Первыми обитателями города и окружающих его пещер были аланы, осевшее в горном Крыму могущественное сарматское племя, союзники Византии. В 1299 году татары завоевали Фуллы и назвали город Кырк-Ор, Сорок крепостей. Они долго и упорно осаждали эти крепости, отвоевывая их у местных сармато-аланов.

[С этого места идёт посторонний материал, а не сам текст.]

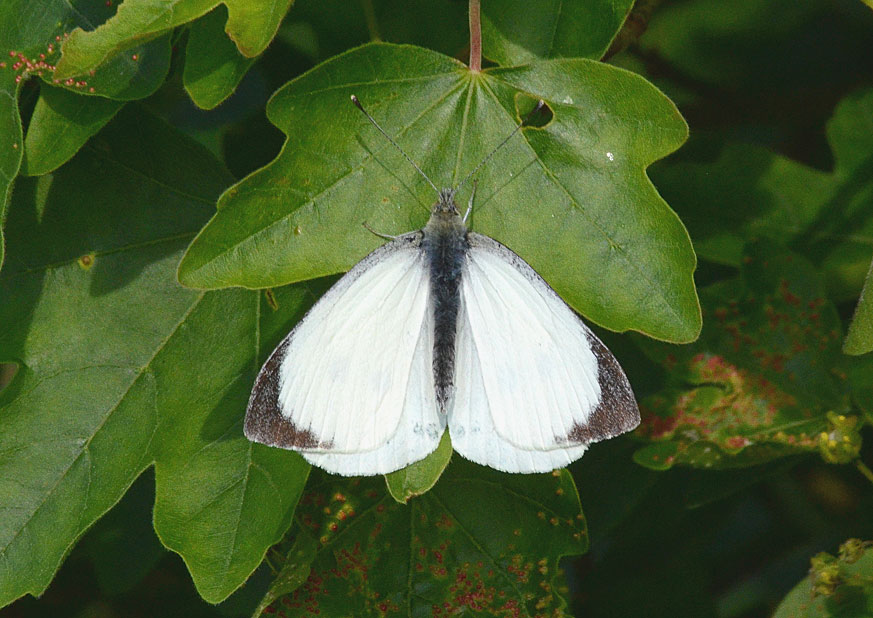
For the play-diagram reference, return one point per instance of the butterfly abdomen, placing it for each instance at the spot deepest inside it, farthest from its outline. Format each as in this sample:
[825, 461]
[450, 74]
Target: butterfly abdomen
[445, 244]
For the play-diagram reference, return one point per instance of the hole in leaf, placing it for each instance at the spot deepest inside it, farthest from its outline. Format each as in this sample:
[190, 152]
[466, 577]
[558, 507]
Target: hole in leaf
[532, 111]
[7, 372]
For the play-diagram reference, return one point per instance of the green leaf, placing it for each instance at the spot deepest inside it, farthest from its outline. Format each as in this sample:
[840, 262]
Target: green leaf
[122, 545]
[30, 41]
[749, 192]
[213, 65]
[251, 24]
[861, 384]
[615, 250]
[119, 366]
[551, 29]
[295, 571]
[61, 123]
[461, 553]
[837, 587]
[418, 478]
[860, 337]
[759, 381]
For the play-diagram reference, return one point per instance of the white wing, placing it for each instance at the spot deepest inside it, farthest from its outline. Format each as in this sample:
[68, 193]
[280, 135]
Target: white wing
[533, 385]
[351, 386]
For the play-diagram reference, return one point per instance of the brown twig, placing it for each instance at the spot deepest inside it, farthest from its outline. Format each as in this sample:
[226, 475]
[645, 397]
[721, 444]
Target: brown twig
[475, 37]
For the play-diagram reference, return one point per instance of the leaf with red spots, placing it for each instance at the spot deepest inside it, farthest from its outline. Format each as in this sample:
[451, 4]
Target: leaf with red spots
[479, 541]
[251, 24]
[758, 382]
[120, 368]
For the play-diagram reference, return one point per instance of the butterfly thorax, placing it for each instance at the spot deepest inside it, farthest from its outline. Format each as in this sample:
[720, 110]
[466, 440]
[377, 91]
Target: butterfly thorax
[445, 245]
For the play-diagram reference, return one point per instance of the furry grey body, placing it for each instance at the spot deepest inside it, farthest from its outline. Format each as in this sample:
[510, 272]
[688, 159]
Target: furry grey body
[445, 245]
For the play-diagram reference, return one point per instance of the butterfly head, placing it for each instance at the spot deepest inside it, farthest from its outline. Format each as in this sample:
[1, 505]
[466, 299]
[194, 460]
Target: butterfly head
[446, 205]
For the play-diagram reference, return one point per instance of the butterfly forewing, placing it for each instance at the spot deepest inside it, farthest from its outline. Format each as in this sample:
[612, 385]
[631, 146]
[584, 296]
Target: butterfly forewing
[352, 373]
[527, 361]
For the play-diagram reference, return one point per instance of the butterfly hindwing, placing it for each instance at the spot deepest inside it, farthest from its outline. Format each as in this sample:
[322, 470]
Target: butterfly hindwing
[534, 386]
[350, 387]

Батый сделал Крым частью Золотой Орды и назвал Крымским улусом. В начале тринадцатого века в Кырк-Оре поселилась Джанике-ханум, дочь хана Тохтамыша, правителя Золотой Орды. Прямая наследница Чингисхана по отцовской линии, она могла бы возглавить Орду, но не захотела воевать за титул. Джанике-ханум переселилась на родину своей матери, в Кырк-Ор и вместо огромной Орды стала править небольшой крепостью. Умная и справедливая правительница пользовалась огромным почитанием среди всех жителей Крымского улуса. После ее смерти в 1437 году, над усыпальницей благодарные горожане возвели мавзолей. Он сохранился до нашего времени, с него я и хочу начать раскопки.

– Разве можно беспокоить прах усопших? – удивился Артем.

– Ради науки – можно, – твердо ответил Нородцов и продолжил. – Спустя сто лет, когда Крым отъединился от Золотой Орды и стал самостоятельным государством, хан Сахиб Герай построил недалеко от Кырк-Ор новую резиденцию, Бахчисарай. Разумеется, все окрестное население устремилось в столицу, и крепость совсем бы опустела, если б не ханский указ. Милостивый и справедливый повелитель правоверных разрешил селиться в ней караимам. С тех пор и до конца прошлого века, то есть на протяжении трехсот лет в ней жили в основном караимы. Старое название Кырк-Ор постепенно вытеснилось другим – Чуфут-Кале, еврейская крепость.

Крепость давно потеряла военное значение, а жить в городе, стоящем на отшибе неудобно, вот караимы и стали потихоньку переселяться в Бахчисарай, Симферополь, Керчь, Феодосию. Сегодня крепость пуста, в ней живет только смотритель. Поэтому ничей покой мы не нарушим, и можем спокойно заниматься научными изысканиями.

– Какие изыскания могут быть в могиле? – удивился Базыка.

– О, в мавзолее правительницы города, прямой наследницы Чингисхана может оказаться немало предметов, рассказывающих о том времени. Самые интересные и красноречивые артефакты археологи находят именно в усыпальницах.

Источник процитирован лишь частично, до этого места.